Respiratory and locomotor muscle blood flow measurements using near-infrared spectroscopy and indocyanine green dye in health and disease

Abstract

Measuring respiratory and locomotor muscle blood flow during exercise is pivotal for understanding the factors limiting exercise tolerance in health and disease. Traditional methods to measure muscle blood flow present limitations for exercise testing. This article reviews a method utilising near-infrared spectroscopy (NIRS) in combination with the light-absorbing tracer indocyanine green dye (ICG) to simultaneously assess respiratory and locomotor muscle blood flow during exercise in health and disease. NIRS provides high spatiotemporal resolution and can detect chromophore concentrations. Intravenously administered ICG binds to albumin and undergoes rapid metabolism, making it suitable for repeated measurements. NIRS-ICG allows calculation of local muscle blood flow based on the rate of ICG accumulation in the muscle over time. Studies presented in this review provide evidence of the technical and clinical validity of the NIRS-ICG method in quantifying respiratory and locomotor muscle blood flow.
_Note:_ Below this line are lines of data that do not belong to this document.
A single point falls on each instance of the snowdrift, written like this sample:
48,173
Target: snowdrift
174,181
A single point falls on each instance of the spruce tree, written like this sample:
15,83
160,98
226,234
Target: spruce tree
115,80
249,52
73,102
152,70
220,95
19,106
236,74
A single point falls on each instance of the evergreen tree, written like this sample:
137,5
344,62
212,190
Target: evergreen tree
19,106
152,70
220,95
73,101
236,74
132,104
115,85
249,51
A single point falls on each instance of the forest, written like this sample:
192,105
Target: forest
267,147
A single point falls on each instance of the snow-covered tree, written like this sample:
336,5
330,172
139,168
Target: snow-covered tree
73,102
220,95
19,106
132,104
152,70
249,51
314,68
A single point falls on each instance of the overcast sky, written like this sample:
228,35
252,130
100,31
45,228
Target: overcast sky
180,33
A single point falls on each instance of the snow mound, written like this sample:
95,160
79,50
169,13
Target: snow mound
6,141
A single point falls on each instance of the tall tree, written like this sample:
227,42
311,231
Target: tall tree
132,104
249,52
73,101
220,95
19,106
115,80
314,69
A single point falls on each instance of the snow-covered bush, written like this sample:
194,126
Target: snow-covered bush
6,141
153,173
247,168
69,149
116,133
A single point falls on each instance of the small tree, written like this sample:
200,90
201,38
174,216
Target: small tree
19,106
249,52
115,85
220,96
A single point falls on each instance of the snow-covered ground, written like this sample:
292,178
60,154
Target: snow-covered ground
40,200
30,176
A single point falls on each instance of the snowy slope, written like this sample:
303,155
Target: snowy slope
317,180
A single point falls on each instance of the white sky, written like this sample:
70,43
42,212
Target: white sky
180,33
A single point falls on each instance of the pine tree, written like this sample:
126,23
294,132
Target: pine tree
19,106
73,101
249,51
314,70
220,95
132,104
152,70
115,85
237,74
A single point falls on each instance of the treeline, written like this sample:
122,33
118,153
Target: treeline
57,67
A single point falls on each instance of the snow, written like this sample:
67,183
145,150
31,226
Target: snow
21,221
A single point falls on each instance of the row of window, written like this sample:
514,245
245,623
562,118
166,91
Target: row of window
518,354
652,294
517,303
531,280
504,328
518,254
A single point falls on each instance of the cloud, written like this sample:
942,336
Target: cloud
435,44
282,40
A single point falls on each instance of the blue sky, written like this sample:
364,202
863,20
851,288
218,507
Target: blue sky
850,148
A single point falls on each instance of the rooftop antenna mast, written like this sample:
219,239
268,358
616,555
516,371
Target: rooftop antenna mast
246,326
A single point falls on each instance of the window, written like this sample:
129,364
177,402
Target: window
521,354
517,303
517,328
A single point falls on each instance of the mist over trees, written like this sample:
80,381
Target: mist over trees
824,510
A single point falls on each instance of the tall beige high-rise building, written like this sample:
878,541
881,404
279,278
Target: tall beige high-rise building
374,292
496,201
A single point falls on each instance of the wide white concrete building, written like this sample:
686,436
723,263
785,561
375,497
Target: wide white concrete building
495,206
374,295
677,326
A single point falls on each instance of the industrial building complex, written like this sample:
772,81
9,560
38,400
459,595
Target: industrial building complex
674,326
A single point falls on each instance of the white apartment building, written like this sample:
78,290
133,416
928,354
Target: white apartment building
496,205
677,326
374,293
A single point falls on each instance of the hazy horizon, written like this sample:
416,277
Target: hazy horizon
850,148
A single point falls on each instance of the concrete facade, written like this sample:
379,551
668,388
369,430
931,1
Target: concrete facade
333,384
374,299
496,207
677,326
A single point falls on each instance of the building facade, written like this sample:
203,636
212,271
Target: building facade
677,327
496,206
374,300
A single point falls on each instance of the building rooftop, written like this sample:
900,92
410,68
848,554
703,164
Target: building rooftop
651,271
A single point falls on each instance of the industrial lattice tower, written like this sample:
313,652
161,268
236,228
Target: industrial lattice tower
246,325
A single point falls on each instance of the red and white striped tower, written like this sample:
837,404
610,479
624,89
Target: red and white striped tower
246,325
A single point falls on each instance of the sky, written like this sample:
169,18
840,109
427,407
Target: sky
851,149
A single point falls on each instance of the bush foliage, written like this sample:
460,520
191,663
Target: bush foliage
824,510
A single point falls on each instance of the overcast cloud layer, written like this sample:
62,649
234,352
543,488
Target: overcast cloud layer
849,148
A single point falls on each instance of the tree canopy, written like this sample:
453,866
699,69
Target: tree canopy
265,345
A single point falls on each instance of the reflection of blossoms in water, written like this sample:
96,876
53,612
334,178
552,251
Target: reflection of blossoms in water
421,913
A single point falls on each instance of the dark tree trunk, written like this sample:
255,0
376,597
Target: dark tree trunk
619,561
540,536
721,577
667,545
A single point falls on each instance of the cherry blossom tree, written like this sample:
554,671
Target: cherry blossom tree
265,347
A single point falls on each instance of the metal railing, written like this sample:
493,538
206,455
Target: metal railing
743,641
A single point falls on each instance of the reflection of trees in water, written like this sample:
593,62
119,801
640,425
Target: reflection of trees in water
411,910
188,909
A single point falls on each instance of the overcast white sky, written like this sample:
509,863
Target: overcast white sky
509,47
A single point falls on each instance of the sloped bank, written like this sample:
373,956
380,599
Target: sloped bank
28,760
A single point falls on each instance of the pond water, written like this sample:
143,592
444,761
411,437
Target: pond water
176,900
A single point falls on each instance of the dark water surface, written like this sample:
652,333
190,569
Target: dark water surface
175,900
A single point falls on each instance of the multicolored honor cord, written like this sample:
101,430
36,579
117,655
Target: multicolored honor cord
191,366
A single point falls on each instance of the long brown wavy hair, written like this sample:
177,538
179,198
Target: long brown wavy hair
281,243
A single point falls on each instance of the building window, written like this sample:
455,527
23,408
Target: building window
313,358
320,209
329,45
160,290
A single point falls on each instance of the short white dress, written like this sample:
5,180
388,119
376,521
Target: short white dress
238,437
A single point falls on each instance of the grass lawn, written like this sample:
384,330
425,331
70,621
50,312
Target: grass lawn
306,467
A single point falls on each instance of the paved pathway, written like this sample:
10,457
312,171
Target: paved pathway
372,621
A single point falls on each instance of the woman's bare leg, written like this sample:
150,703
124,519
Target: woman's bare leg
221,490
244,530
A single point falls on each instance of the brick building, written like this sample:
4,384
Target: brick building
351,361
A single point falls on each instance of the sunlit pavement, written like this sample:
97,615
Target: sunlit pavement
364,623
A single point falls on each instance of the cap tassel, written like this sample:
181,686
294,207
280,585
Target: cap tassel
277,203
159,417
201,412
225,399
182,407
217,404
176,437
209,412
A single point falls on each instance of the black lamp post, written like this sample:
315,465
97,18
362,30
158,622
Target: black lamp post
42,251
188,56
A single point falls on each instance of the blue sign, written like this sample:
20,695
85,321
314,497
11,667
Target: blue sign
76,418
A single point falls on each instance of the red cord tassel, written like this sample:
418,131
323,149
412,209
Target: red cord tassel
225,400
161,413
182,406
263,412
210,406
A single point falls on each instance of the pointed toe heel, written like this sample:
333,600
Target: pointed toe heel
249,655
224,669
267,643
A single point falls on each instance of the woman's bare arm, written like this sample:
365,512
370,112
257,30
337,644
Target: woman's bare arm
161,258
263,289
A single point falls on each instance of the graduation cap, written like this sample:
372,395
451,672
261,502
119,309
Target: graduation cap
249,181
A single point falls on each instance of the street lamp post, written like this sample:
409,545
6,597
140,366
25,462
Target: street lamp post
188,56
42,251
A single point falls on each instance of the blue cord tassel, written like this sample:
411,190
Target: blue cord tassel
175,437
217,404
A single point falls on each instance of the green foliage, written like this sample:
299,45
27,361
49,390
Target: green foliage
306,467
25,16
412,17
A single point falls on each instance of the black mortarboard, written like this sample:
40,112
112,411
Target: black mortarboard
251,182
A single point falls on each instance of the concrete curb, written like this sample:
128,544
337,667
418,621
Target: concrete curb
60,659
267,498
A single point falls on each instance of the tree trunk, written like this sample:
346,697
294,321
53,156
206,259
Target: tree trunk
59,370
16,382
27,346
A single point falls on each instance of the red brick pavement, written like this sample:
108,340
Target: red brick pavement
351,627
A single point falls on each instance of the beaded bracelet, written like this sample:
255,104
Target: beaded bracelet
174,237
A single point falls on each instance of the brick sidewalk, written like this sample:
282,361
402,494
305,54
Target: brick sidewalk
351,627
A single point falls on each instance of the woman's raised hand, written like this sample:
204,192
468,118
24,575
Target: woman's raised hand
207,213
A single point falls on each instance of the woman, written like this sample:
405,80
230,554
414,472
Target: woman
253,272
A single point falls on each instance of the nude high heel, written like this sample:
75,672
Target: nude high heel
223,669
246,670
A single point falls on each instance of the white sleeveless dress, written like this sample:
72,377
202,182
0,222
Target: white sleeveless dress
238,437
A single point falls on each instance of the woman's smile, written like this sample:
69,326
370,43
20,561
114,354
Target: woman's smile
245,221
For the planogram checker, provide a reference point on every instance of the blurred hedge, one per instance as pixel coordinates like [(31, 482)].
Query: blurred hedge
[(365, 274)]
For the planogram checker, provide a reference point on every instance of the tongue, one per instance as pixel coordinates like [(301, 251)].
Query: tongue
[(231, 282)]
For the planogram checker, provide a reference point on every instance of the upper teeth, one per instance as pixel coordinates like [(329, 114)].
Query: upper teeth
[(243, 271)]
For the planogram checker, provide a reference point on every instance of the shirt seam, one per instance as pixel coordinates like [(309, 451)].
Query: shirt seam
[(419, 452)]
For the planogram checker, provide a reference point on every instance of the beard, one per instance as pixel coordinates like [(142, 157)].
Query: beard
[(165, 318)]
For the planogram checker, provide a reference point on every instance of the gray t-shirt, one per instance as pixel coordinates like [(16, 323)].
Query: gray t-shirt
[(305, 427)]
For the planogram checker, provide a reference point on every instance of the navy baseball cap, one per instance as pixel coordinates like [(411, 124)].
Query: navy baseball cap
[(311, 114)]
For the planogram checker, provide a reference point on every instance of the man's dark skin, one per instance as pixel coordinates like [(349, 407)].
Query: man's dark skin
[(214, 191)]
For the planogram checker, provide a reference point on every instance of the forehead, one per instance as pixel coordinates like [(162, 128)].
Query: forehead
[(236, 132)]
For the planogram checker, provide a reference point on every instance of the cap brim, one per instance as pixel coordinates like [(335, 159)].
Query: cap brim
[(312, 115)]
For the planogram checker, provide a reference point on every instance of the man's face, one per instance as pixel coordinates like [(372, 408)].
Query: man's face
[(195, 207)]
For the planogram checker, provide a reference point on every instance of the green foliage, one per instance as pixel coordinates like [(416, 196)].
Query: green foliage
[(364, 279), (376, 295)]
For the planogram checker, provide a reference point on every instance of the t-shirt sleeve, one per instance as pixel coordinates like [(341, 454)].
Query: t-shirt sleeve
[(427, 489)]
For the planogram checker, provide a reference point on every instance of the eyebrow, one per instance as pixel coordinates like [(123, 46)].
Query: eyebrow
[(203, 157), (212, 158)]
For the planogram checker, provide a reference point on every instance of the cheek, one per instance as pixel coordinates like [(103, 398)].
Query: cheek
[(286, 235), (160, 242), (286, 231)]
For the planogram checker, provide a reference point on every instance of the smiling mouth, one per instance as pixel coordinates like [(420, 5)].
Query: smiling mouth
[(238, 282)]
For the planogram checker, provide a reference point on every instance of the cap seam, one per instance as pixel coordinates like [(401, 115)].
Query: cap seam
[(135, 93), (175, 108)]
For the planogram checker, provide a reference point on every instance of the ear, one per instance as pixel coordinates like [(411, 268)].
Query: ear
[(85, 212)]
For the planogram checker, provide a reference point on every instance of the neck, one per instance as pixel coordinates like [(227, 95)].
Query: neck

Over the past decade, use of this method during exercise has provided insights into respiratory and locomotor muscle blood flow competition theory and the effect of ergogenic aids and pharmacological agents on local muscle blood flow distribution in COPD. Originally, arterial blood sampling was required via a photodensitometer, though the method has subsequently been adapted to provide a local muscle blood flow index using venous cannulation. In summary, the significance of the NIRS-ICG method is that it provides a minimally invasive tool to simultaneously assess respiratory and locomotor muscle blood flow at rest and during exercise in health and disease to better appreciate the impact of ergogenic aids or pharmacological treatments.

Keywords: Muscle blood flow; chronic obstructive pulmonary disease; near-infrared spectroscopy.

Figure 1.

Schematic representation of the NIRS-ICG technique. From top left to bottom: an intravenous bolus of ICG is administered intravenously, it passes through the heart and lungs through the venous circulation, then via the arterial circulation it enters the systemic circulation and microcirculation. The NIRS optodes which are positioned over the vastus lateralis muscle, detect the ICG concentration. Extinction coefficients in a matrix operation are employed, and the ICG curve is isolated. The circles represent the NIRS optodes positioned over the muscle tissue. Output from one NIRS channel, showing the indocyanine green (ICG) dye signal (yellow) following intravenous ICG injection marked by the purple arrow. Green trace [tissue oxygenation index (TOI)] is the oxygenation signal. (Output from NIRS channels was reproduced from Vogiatzis I. et al., 2015; Journal of Applied Physiology, 118 (6), p783-793).

Figure 2.

(a) Example of Blood Flow Index calculation; (b) Regression analyses of Blood FIow Index (BFI) versus local muscle blood flow for intercostal (filed symbols, black line) and quadriceps (open symbols, grey line) muscles; r = 0.98 for intercostal and 0.96 for quadriceps muscle. p < .001 for both muscles. (Reproduced from original data from Guenette et al., 2008; Journal of Applied Physiology, 104 (4), p1202-1210).

Figure 3.

Association between intercostal muscle blood flow and the rate of respiratory muscle work across different levels of minute ventilation during resting isocapnic hyperpnoea (black symbols) and graded incremental exercise (coloured symbols) in healthy subjects. (Reproduced from original data from Vogiatzis et al., 2009; J Physiol, 587 (14), p3665-3677).

Figure 4.

Intercostal and quadriceps muscle blood flow at baseline (B) and across different levels of cycling exercise to the limit of tolerance. Data obtained from athletes. Values are means ± SEM. (Reproduced from original data from Habazettl et al., 2010; Journal of Applied Physiology, 108 (4), p962-967).

Figure 5.

Intercostal and quadriceps muscle blood flow during exercise (open triangles) and resting isocapnic hyperpnoea (closed triangles) in patients with COPD.(Reprinted with permission of the American Thoracic Society. Copyright © 2024 American Thoracic Society. All rights reserved. Vogiatzis et al., 2010; Intercostal muscle blood flow limitation during exercise in chronic obstructive pulmonary disease. Am J Respir Crit Care Med, 182(9), p1105-1113. The American Journal of Respiratory and Critical Care Medicine is an official journal of the American Thoracic Society).

Figure 6.

Intercostal, abdominal and quadriceps muscle blood flow during exercise; open triangles indicate hyperoxia, closed circles indicate normoxia and open squares indicate heliox, in COPD patients. Isotime: the time point where exercise in normoxia was terminated. (Reproduced from original data from Louvaris et al., 2014; Journal of Applied Physiology, 117 (3), p267-276).